Project for improvement of Hadza welfare

1.0 Background to the Project Area

The Hadza indigenous communities reside in the Eyasi Basin, spanning Mbulu and Karatu Districts in the Central Rift Valley and the neighboring Serengeti Plateau in North-Central Tanzania. With a population of less than 1,200 people, the Hadza traditionally led a hunter-gatherer lifestyle, dwelling in temporary thatched huts. Approximately 300 to 400 Hadza still maintain a pure nomadic existence, albeit facing numerous constraints. While their traditional way of life used to involve highly migratory patterns within the Eyasi Basin, more Hadza have shifted towards a semi-nomadic lifestyle, engaging in farming, beekeeping, raising chickens, and crafting traditional art for sale to tourists. Grass shelters have been constructed, indicating a shift towards a more settled semi-nomadic life.

Previously, the migratory lifestyle meant the Hadza did not acquire land rights. However, as more settle into sedentary farming, they are obtaining land rights through these settlements. Nevertheless, many families encounter significant challenges, including: (a) insufficient income to support their livelihood, (b) inadequate shelter from the elements, including latrines, and the resultant consequences of lacking these basics, and (c) a high level of illiteracy.

Addressing these fundamental needs would not only enhance their livelihoods but also alleviate the consequences of their current circumstances:

  • Illiteracy due to limited access to quality education.
  • High mortality rates due to a lack of proper healthcare facilities for immunization, treatment, and maternal and child health.
  • Insufficient sustainable income-generating activities in the remote areas they inhabit.

An integrated development strategy is envisioned to establish:

  • A modal school emphasizing STEM subjects and cultural bridging studies.
  • Empowering the Hadza community with new livelihood sources such as modern beekeeping, poultry keeping, and agro- ecology farming.
  • Improved rural low-cost housing and sanitation facilities, particularly ventilated improved pit latrines.
  • Implementation of improved, technologically appropriate, affordable, and easy-to-maintain water facilities.
  • Construction of a village health center staffed by Hadza volunteers.
  • Continuous capacity-building meetings/workshops, monitoring, and evaluation of the projects.

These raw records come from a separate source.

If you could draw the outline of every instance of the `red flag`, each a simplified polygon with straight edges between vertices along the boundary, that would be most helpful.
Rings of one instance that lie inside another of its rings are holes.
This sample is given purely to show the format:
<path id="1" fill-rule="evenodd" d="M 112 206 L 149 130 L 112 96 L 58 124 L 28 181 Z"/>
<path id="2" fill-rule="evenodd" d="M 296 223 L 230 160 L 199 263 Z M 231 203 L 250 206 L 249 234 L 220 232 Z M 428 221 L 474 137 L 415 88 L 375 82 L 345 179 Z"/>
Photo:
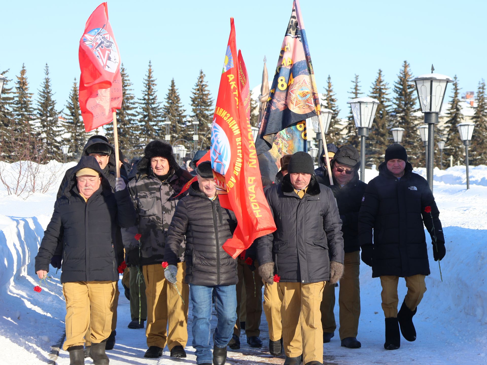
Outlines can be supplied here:
<path id="1" fill-rule="evenodd" d="M 262 190 L 248 121 L 248 77 L 241 55 L 236 57 L 233 18 L 230 18 L 230 37 L 211 126 L 210 155 L 220 204 L 233 210 L 237 218 L 233 237 L 223 246 L 235 258 L 256 238 L 275 231 L 276 226 Z"/>
<path id="2" fill-rule="evenodd" d="M 122 105 L 118 47 L 108 21 L 107 3 L 88 18 L 79 41 L 79 107 L 87 132 L 113 120 Z"/>

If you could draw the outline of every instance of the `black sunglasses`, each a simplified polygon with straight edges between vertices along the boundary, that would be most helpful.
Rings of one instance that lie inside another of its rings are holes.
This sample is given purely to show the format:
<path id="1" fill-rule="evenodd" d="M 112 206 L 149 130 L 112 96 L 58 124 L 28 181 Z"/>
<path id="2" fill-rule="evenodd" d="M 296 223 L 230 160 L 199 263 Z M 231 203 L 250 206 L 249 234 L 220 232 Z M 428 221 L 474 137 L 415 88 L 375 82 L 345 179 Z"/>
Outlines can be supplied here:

A recent interview with some Hadza members revealed their awareness that settling on their land is crucial for their future, as it might otherwise be taken away by others, including foreign investors.

The primary goal of this project proposal is to facilitate the transformation of various Hadza communities into a sedentary, productive, environmentally protective sustainable economy. This transformation aims to provide them with a better chance of survival amid the current economic challenges and global competition, coupled with the impacts of climate change.

This project is designed for sustainability, involving the targeted community. A diverse group of the Hadza tribal community, including men, women, tribal leaders, and youth (girls and boys), will participate in setting priorities, preparing short and long-term development plans, and implementing activities and strategies for achieving sustainable development with gender equality across Hadza communities.